This dissertation explores the storytelling capacities of aesthetic, embodied approaches to hospice care. The action-based nature of this research enabled me to design and implement art-based storytelling programs, called Enrichment Programs, at Allegiance Hospice in Jackson, Michigan. Through engagement in these aesthetic and embodied experiences (i.e., music, art, photography, life review), as well as the use of multisensory forms of narrative development and representation, patients, families, volunteers, and care providers discovered new ways of embracing the creative and charismatic spirit upon which the hospice movement was founded. As a result and in line with the hospice mission, the quality of participants' lives were enhanced and compassionate, edifying relationships were cultivated.

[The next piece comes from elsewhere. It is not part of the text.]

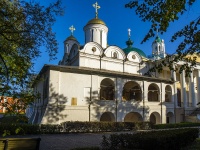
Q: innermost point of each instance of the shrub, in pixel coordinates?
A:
(165, 139)
(176, 125)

Guided by narrative and aesthetic theoretical sensibilities, I volunteered for one year as the director of the Enrichment Programs which included designing and implementing art-based storytelling experiences grounded in theory and answerable to lived experience, conducting training seminars for new and existing volunteers, and making patient and family visits as assigned. During these activities, I collected discourse through participant observation, in-depth interviews, and review of artistic artifacts. Initially, two research questions guided my efforts: How do the enrichment programs provided by Allegiance Hospice foster storytelling in families during end-of-life care? How do participants narrate life experiences during Enrichment Programs provided by Allegiance Hospice? After spending several months at Allegiance Hospice, my fieldwork led me to explore an additional question: What is the role of storytelling and creative activities in helping participants negotiate lived contradictions and challenges of Hospice work?
My results are organized into four motifs, woven together by the narrative thread of creativity and charisma: Hospice ... A Movement with Momentum, Enrichment Programs ... Meaningful Moments and Lasting Legacies, Creative Pursuit of Possibilities in Interdisciplinary Team Meetings, Discovering a Shared Language ... Emplotment of Life, Loss, and Hope. Ultimately, I argue that (1) an aesthetic, embodied approach to hospice care fosters meaningful storytelling occasions, (2) the arts transcend constraining text-based conceptions of what counts as narrative, and (3) aesthetic engagement in the lifeworlds of patients creates space for hospice volunteers and care providers to manage the inherent contradictions in their work.